Nietzsche est donc partisan de la lutte à outrance, aussi impitoyable, aussi meurtrière qu'elle fût; mais n'y a-t-il pas à craindre que ces luttes incessantes et chroniques n'aient à la fin une très mauvaise issue et que les combattants défaits, disparaissant les uns après les autres, au lieu de faire progresser l'Humanité, ne finissent par l'épuiser, par tarir irrémédiablement toutes les sources de son énergie vitale? Et ce n'est pas là une hypothèse gratuite : les faits historiques sont là pour nous enseigner combien les guerres sont désastreuses, non seulement pour celui des adversaires qui succombe, mais encore pour celui qui triomphe. C'est la guerre qui a créé la puissance de Rome, mais c'est aussi la guerre qui, à la longue, l'a tuée. La décadence française au XIXe siècle n'est peut-être que le résultat funeste de la meurtrière épopée napoléonienne. Nombre de savants ont signalé depuis longtemps ce fait intéressant qu'après chaque guerre les nations qui participent subissent une véritable dégénérescence : la mentalité des citoyens s'atrophie plus ou moins; les mœurs deviennent plus grossières, les natures plus brutales, les caractères plus sanguinaires, en un mot, les instincts animaux et ataviques s'accroissent aux dépens de l'intelligence. Les guerres ne sont donc pas aussi bienfaisantes que Nietzsche est enclin à le croire ; c'est pourquoi on ne saurait considérer comme idéal un ordre social (en admettant même qu'il fut réalisable) ayant pour base ce principe néfaste de la lutte permanente et perpétuelle. Il faut dire pourtant que Nietzsche, en formulant son système individualiste-aristocrate ne se place guère au point de vue social, et de ce fait notre critique qui a justement ce point de vue pour point de départ, perd beaucoup de sa valeur ; mais c'est précisément en cela que consiste le reproche que nous avons fait dès le début à Nietsche : en créant sa « table de valeurs », il ne tient aucun compte de la réalité et cette réalité est telle que, premièrement, son système est absolument irréalisable, vu le refus formel des « esclaves » de se soumettre et que, deuxièmement, même s'il pouvait l'être, loin de faire progresser l'humanité, comme Nietzsche le croit, il la conduirait très vite à l'autodestruction, considérée par Schopenhauer comme but moral auquel l'humanité doit aspirer, mais que Nietzsche ne veut pourtant pas envisager lui aussi comme critérium d'éthique supérieure...
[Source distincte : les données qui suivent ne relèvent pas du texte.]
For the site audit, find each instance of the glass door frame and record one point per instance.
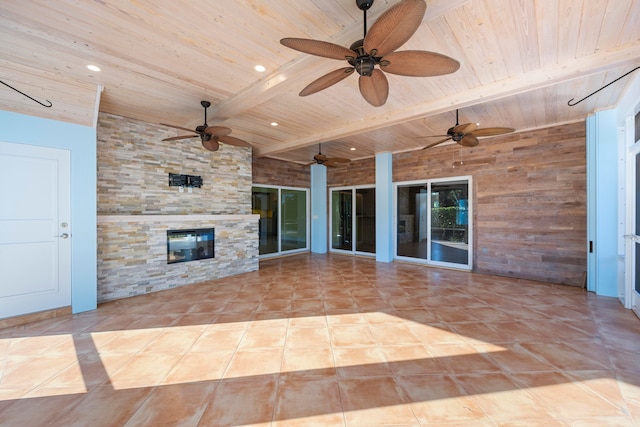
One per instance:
(279, 189)
(470, 208)
(630, 296)
(354, 219)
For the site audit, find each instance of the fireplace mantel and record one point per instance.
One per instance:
(174, 218)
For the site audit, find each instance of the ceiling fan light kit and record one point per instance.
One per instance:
(211, 136)
(377, 48)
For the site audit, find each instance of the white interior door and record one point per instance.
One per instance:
(35, 229)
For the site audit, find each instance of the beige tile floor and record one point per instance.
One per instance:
(331, 340)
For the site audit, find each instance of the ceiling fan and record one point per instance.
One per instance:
(321, 159)
(211, 136)
(388, 33)
(467, 134)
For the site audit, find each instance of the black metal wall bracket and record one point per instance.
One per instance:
(593, 93)
(33, 99)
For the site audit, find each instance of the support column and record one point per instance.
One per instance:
(384, 207)
(319, 209)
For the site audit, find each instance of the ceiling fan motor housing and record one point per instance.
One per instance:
(364, 4)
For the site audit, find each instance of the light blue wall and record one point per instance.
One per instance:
(602, 203)
(384, 207)
(81, 142)
(319, 236)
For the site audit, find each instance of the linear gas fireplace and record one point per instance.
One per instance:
(190, 245)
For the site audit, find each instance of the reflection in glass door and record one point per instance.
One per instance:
(449, 223)
(283, 219)
(353, 220)
(432, 222)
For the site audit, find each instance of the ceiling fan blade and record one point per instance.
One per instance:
(440, 141)
(327, 80)
(418, 63)
(211, 144)
(374, 88)
(231, 140)
(177, 127)
(395, 27)
(318, 48)
(492, 131)
(337, 160)
(217, 130)
(465, 128)
(433, 136)
(469, 141)
(175, 138)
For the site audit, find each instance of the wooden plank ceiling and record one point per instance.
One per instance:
(521, 62)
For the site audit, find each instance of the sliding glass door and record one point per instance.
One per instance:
(283, 223)
(433, 222)
(353, 220)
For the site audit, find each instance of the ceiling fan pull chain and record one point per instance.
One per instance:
(33, 99)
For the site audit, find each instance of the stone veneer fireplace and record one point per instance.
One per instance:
(136, 207)
(132, 252)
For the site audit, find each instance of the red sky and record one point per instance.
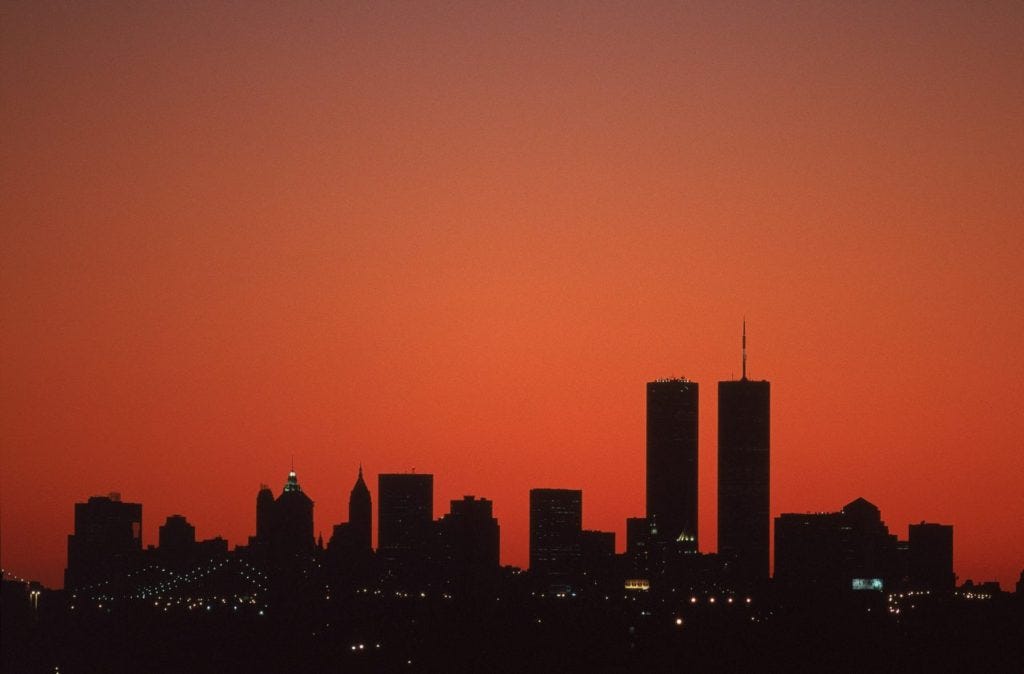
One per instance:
(461, 238)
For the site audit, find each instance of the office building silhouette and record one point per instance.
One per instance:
(743, 453)
(404, 514)
(555, 525)
(360, 515)
(930, 563)
(107, 543)
(177, 541)
(824, 552)
(291, 525)
(672, 461)
(471, 541)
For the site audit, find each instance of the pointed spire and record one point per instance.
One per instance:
(744, 348)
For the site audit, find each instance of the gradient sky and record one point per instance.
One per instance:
(460, 238)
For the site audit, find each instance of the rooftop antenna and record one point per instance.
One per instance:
(744, 348)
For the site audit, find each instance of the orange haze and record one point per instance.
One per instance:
(460, 238)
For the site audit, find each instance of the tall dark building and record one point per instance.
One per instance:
(360, 515)
(293, 522)
(404, 512)
(743, 452)
(177, 540)
(471, 541)
(555, 525)
(264, 514)
(931, 557)
(107, 543)
(672, 461)
(828, 551)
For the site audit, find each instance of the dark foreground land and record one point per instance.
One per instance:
(377, 631)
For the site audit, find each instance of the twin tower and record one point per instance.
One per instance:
(743, 441)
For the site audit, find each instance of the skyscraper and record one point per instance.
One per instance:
(931, 558)
(404, 512)
(743, 451)
(360, 515)
(471, 541)
(672, 461)
(293, 523)
(107, 543)
(555, 525)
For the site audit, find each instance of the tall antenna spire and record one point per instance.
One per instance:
(744, 348)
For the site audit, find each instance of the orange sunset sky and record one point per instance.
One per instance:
(460, 237)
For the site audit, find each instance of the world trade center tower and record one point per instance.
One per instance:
(743, 450)
(672, 461)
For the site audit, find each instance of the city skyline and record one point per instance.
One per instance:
(460, 239)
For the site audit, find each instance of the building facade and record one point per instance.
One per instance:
(672, 461)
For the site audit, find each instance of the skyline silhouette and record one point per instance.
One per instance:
(460, 238)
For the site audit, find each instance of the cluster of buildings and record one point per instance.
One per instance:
(847, 550)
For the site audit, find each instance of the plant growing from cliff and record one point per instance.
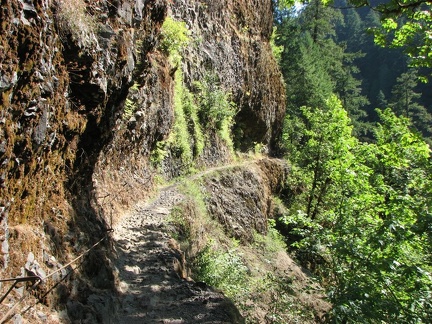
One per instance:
(180, 139)
(224, 270)
(73, 19)
(277, 50)
(217, 111)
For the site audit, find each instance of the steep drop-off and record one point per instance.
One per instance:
(86, 96)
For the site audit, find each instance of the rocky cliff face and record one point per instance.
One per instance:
(86, 96)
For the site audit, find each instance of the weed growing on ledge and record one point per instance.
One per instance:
(174, 37)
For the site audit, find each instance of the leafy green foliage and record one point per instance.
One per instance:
(223, 270)
(356, 219)
(174, 37)
(407, 25)
(216, 111)
(276, 49)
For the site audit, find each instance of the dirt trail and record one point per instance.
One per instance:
(151, 291)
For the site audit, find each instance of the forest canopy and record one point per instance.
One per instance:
(358, 134)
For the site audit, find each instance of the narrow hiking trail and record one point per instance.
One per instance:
(151, 291)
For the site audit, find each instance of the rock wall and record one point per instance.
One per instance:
(71, 154)
(241, 199)
(231, 39)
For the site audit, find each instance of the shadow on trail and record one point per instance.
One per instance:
(150, 291)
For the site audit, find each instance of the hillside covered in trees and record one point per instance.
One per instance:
(230, 161)
(358, 134)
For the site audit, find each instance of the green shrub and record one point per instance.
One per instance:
(174, 36)
(276, 50)
(224, 270)
(217, 111)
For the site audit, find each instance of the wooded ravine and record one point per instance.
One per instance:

De tout ce qui précède le résultat suivant se dégage : l'Individualisme, s'il ne veut pas rester uniquement une matière à discussion philosophique, mais tend à recevoir une application pratique dans la vie des sociétés, l'Individualisme, dis-je, doit une fois pour toutes, abandonner sa poursuite chimérique de la liberté absolue qui n'est, je le répète, qu'une fiction; son but doit être la réalisation au profit de l'individu de la plus grande somme de libertés possible de procurer à l'individu autant de liberté que l'ordre social le plus perfectionné puisse comporter.